Henry's is one of those places you could search for.  You might only find it by accident.  "I don't advertise," he tells me.  The best don't need to.

He soldered a new barrel on that cable.  Gave the pickup truck ride back to my bike, told race stories, talked about prize metal horses, spoke this language of shaped ore and controlled explosions.  Told me nine different ways I could have dealt with the problem.  "There's always something."  Ask if it will hold for Fayetteville and back, he says "Don't wring it out all the way.  Maybe."


Google actually just offered to write this post for me.  There's a new utility that helps you choose your next word.  I went to college for that.  Now, your computer (actually, the probability of your similarity to other thoughts in Google's hive) can guess the next word you're likely to type.  So far it has suggested a string of mediocre malapropisms, apparently boilerplate in the cloud.  As planned.  Here's to the unexpected.

Monday, October 17, 2011

Thursday, October 13, 2011

Combustion

Fire and rust.  The rusting leaves, the burning oil.  All oxidizing in a brilliant flame.  Leaves and petroleum, the rocks speak.  The autumn leaves blaze and burn, and a motorbike surfs among the confetti zooming tiny explosions of forgotten trees.  Bringing the present to life, burning the past.
West Virginia this weekend, through a flaming forest forged in the Pleistocene.

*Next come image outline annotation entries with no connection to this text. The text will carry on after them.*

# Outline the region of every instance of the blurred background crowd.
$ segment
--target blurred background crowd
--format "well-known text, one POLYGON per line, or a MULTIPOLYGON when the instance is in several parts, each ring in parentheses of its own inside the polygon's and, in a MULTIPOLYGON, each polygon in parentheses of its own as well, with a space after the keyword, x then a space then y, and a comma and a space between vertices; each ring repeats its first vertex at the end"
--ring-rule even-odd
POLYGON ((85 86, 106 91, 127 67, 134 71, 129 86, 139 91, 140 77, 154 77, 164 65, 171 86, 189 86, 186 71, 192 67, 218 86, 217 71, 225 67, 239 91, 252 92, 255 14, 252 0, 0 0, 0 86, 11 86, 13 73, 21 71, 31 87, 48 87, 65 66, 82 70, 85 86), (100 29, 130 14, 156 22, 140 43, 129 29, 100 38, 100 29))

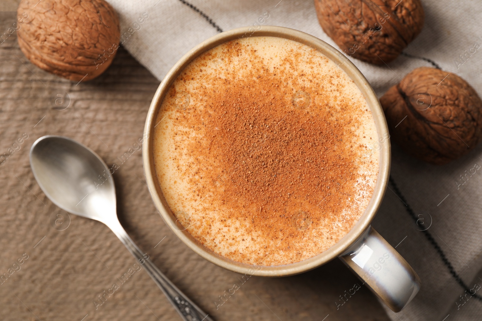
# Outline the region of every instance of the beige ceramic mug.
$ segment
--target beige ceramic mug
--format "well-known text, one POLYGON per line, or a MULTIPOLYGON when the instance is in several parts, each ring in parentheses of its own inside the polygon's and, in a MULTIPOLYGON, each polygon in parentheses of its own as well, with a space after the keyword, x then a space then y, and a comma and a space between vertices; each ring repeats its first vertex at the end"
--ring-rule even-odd
POLYGON ((174 65, 162 80, 149 109, 144 128, 148 138, 143 146, 143 162, 147 186, 161 216, 181 241, 208 261, 228 270, 257 276, 281 277, 305 272, 319 267, 336 257, 362 279, 365 284, 393 311, 403 308, 418 292, 420 281, 407 262, 371 226, 381 203, 390 170, 390 142, 383 111, 368 82, 355 65, 337 50, 320 39, 298 30, 279 26, 263 26, 234 29, 205 40, 185 54, 174 65), (368 206, 358 222, 339 242, 328 250, 308 259, 275 266, 257 266, 235 262, 223 257, 199 244, 176 224, 174 217, 166 205, 154 169, 153 138, 154 121, 164 95, 180 73, 201 53, 227 41, 249 37, 270 36, 294 40, 320 51, 338 64, 355 82, 361 90, 375 119, 380 138, 379 172, 376 184, 368 206))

Friend John sends a tiny text message from the North Slope of Alaska.  Finding more - faint black all powerful sunblood from under the rocky hood.  Stethoscope to the ground.  "Up all night talking to the slope.  Drilling a well, hit an unseen fault last night at 2am.  Chaos.  Awesome."

Monday, October 10, 2011

Sunday, October 9, 2011

Goldilocks

When is something just right?  It's too hot - you're naming what is there.  Too cold - you can name what is not.  Just right: that's its only name.  If only it were as easy as porridge.

Friday, October 7, 2011

Fruitathevine

Leaves like solar panels make laden vines.  This year was great for muscadines, scuppernongs, fox grapes and their ingenious corollaries - jelly, juice, wine, cordial, and grapa.  Every autumn in Tennessee these puppies start to drop off all over the forest, primates plucking away, drunken bees swirling around as Ann says.  Here's her recipe for juice and jelly.  My Dad's classic grape brews have been circling campfires for years, Mom's jelly rainbow is in full bloom and Kelsey's first run of grapa is already famous.  Muscadines always mean fall, the waning sacrament, the prolonged delicious last rites of summer.      

Sunday, October 2, 2011

North Chick

Chickamauga is a funny name.  TiVo is a funny invention.  Like playing outside, but worried about all that television you might miss?  Nothing a rattlecan can't fix.  The future is for you.  Some rock glyphs here from the early Anthropocene - sure to become a classic.

The Crust

Map it all you like.  The fabric of this planet, bent, folded and riven with a thousand kinds of riddles and pockets, cloaked in vastness, drenched by time, layered in paradox, woven over with water and blasted by the sun will never, ever fail to mesmerize me with its mystery.  The rock speaks.  The geostoke abides.

Saturday, October 1, 2011

Rocktober

Wurzel is starting it off right.  The clock strikes midnight, 56 degrees at LRC.